Wow, this project has been making amazing progress. They may have a
working device by the end of THIS year, and they seem to have buyers
lining up to throw money at them when the card is ready. Even if gamer
one does not buy it they appear to have a viable market in the academic
and research communities. Plus high end content work, simulation, etc.
This is shaping up to be a real open source success story.
Check out this progress report from 6 weeks ago:
http://kerneltrap.org/node/5743
Lee
Jeff Garzik wrote:
> One sticking point is validation: ensuring userspace cannot cause
> invalid GPU microcode to be generated. [I can just hear Al Viro
> swearing, just thinking about creating secure compilers...]

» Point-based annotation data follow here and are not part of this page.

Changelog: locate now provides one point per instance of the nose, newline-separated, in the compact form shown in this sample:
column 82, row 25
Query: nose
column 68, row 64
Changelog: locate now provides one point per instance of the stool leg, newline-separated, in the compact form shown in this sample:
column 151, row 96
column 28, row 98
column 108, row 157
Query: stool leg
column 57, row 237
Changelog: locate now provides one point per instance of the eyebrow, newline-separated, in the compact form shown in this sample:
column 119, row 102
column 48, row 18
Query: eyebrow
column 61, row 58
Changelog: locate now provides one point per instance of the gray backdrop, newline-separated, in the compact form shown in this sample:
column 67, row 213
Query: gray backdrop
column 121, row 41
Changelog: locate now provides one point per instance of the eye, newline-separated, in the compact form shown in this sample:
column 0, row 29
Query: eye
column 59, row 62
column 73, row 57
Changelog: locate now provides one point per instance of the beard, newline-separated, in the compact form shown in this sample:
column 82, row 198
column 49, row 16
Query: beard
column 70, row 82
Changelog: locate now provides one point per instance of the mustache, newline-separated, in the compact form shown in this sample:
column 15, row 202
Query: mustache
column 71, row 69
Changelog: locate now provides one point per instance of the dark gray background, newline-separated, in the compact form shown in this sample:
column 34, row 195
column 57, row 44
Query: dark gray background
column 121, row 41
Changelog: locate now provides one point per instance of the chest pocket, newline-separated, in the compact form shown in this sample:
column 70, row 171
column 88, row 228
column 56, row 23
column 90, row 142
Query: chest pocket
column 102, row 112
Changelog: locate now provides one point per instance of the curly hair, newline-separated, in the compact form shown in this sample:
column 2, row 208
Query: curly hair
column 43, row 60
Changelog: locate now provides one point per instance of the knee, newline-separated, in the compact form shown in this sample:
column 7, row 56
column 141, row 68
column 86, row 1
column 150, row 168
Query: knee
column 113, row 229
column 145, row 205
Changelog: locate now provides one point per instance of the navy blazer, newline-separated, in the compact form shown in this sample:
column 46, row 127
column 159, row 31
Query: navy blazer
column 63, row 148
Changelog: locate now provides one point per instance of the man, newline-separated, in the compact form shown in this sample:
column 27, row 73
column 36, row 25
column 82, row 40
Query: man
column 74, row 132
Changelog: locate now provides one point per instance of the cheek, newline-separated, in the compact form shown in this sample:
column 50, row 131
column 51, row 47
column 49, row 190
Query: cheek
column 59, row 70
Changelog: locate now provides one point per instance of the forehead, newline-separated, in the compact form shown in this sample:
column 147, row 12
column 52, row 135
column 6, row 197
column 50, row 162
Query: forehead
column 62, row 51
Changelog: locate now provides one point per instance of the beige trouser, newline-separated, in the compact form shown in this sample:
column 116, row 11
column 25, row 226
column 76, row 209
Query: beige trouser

I suspect the amount of data going through is large enough that this
wouldn't really be practical. I think you'd have to deal with the code
generating GPU instructions having to be trusted and have the device
interface require root privileges..
--
Robert Hancock Saskatoon, SK, Canada
To email, remove "nospam" from [email protected]
Home Page: http://www.roberthancock.com/
Robert Hancock wrote:
> Jeff Garzik wrote:
>
>> One sticking point is validation: ensuring userspace cannot cause
>> invalid GPU microcode to be generated. [I can just hear Al Viro
>> swearing, just thinking about creating secure compilers...]
>
>
> I suspect the amount of data going through is large enough that this
> wouldn't really be practical. I think you'd have to deal with the code
> generating GPU instructions having to be trusted and have the device
> interface require root privileges..
All I said was "ensuring userspace cannot cause invalid GPU microcode to
be generated."
No matter what runs with root priveleges, other graphics processes do
not, and one must ensure that app clients cannot generate sequences
which cause the hardware to fail. Which is a lot more difficult, when
the unpriveleged app clients are submitting GLSL.
Jeff
On Iau, 2005-11-24 at 22:06 -0600, Robert Hancock wrote:
> I suspect the amount of data going through is large enough that this
> wouldn't really be practical. I think you'd have to deal with the code
> generating GPU instructions having to be trusted and have the device
> interface require root privileges..
You may wish to compare your suspicion with the DRI driver for via GPUs
which does exactly this without problem. The majority of video traffic
is not GPU instructions but textures which go via a different route.
Also the GPU streams are generally very clean to parse.